Klasik Türk edebiyatı, tam bir Divan Edebiyatı atmosferi içinde, Türk dili ile, kesin ve fasılasız olarak XIII. asrın ikinci yarısında Anadolu’da başlamıştır. Bundan evvelki edebiyat sadece İslâmî bir edebiyat olup tam bir divan edebiyatı gibi telakki edilmemelidir.
Bugünkü bilgilere göre, Anadolu’da, yalnız dindışı konularda eserler verip bu yolla kasideler ve gazeller söyleyen ilk divan şairi Hoca Dehhânî’dir.
Hoca Dehhânî aslen Horasanlı bir Türk’tür. Anadolu Selçukularının son hükümdarlarından III. Alaeddin Keykubad zamanında Anadolu’da bulunmuş ve bu hükümdarın adına, Farça ile 20.000 beyitlik bir Selçuklu Şehnamesi yazmıştır.
Onun, şiirlerinde kullandığı dehhan kelimesinin sözlük anlamı “nakışçı”dır. Fuat Köprülü’ye göre bu şair “Anadolu’da klasik Türk şiirinin ilk büyük üstadı”dır.

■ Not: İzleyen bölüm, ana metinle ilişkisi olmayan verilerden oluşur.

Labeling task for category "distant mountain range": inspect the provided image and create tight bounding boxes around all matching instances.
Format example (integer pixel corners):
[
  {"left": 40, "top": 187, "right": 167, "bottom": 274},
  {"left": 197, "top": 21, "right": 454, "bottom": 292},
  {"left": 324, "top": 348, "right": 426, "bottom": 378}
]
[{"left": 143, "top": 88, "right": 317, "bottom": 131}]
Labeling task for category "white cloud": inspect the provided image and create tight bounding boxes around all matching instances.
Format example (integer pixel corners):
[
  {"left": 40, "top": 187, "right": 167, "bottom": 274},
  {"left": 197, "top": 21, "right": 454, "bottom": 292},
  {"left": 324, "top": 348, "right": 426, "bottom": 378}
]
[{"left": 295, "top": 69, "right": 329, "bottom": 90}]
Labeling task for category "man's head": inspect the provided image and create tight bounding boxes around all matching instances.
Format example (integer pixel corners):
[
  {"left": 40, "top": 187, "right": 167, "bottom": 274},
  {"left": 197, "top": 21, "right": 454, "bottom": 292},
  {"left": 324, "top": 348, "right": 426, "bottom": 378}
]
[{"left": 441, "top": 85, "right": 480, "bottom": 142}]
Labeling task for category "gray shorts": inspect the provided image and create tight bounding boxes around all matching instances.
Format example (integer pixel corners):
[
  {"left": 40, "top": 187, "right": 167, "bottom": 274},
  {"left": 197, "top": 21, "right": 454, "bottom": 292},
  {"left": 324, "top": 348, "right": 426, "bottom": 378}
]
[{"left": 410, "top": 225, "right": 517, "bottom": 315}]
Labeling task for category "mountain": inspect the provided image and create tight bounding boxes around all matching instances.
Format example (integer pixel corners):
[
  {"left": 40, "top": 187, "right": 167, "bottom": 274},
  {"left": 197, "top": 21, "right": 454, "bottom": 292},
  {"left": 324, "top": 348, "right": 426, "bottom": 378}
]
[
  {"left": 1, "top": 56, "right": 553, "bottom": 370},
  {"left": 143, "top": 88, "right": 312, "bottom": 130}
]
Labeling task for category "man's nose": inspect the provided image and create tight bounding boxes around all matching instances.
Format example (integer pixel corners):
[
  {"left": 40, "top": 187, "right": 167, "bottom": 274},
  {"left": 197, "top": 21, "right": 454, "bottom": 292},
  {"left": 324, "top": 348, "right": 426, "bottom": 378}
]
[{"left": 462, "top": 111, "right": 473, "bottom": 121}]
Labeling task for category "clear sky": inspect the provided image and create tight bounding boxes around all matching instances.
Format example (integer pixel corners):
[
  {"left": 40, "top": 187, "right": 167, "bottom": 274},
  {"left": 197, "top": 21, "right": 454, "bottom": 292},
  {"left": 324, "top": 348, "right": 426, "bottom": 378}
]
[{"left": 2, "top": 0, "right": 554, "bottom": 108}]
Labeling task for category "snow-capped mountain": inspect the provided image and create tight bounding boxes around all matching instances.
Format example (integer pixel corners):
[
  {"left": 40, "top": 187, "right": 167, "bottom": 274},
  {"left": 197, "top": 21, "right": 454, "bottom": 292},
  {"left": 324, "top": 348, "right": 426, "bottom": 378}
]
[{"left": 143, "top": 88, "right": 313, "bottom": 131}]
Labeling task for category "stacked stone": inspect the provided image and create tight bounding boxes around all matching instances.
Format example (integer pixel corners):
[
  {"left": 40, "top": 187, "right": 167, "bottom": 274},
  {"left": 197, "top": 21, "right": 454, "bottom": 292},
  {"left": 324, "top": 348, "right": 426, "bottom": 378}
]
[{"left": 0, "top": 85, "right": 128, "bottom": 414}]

Hoca Dehhani’nin Türkçesi temiz güzel, üslubu sanatlıdır. Yaşadığı çevrede tasavvuf şiirinin sonsuz hakimiyetine rağmen Dehhânî’nin elde edilen on kadar şiirinde bir tasavvuf kültürü bulunmakla beraber, tasavvufî bir ideoloji bulunmayışı da ayrıca dikkate değer bir özelliktir. Bu, şairin İran tarzı ve dindışı bir şiir anlayışında ısrarla çalıştığını, hatta bu yolda kendisinden önce de aynı anlayışta çalışmış başka Türk şairlerinin bulunduğu ihtimalini haber verir.
Hoca Dehhânî, aynı zamanda Türk Divan şiirinde devrinin ve muhitinin sosyal hayatını, hayat, ahlâk, iman ve güzellik anlayışını vb. aksettiren ilk şairdir. Bu hareket, böyle problemler üzerinde uzun duruşlarla değil, Divan Şiirinin temel vasıflarına uyularak, kısa ve keskin çizgilerle yapılır.
 
   Bir kadehle bizi sâkî gamdan âzâd eyledi
   Şâd olsun gönlü ânun gönlümi şâd eyledi
 
   Bende idi bunca yıllar kaddüne serv-i revan
   Doğrulukta kulluk etdiğiyçün âzâd eyledi
 
   Nass getürdi hüsninün da’vâsın isbât etmeğe
   Ol ki yârün kaşını nûn ü gözin sâd eyledi
 
   Od ile korkutma vâ’iz bizi kim lâl-i nigâr
   Cânımuz bizüm oda yanmağa mu’tad eyledi
Dehhânî’nin “eyledi” gazelinden seçilen bu beyitlerin birincisi, bir aşk ve şarap meclisinin ifadesidir. İkinci beyitte devrin kölelik müessesesi hakkındaki Türk-İslâm görüş, düşünüş ve yaşayışının kuvvetli yansıması vardır.
Üçüncü beyitte şiire işlenen harfler “nun” ve “sad” harfleridir. Nun harfi kaş biçiminde sad harfi göz çizgisindedir. bu iki harfin birleşmesinden doğan kelime “nass”dır. “Nass”, bir iddiayı ispat için Kur’an-ı Kerim’den ayet getirme demektir. Bu beyitteki iddia ise İslâm tasavvufunun ilahî güzellik anlayışıdır. Beyite göre, bizzat Allah, sevgilinin kaşını nun, gözünü sad biçiminde çizerek, nass getirmiş ve onun güzel yüzünde kendi ezelî ve ebedî güzelliğini beyan ve ispat eden bir misal yaratmıştır.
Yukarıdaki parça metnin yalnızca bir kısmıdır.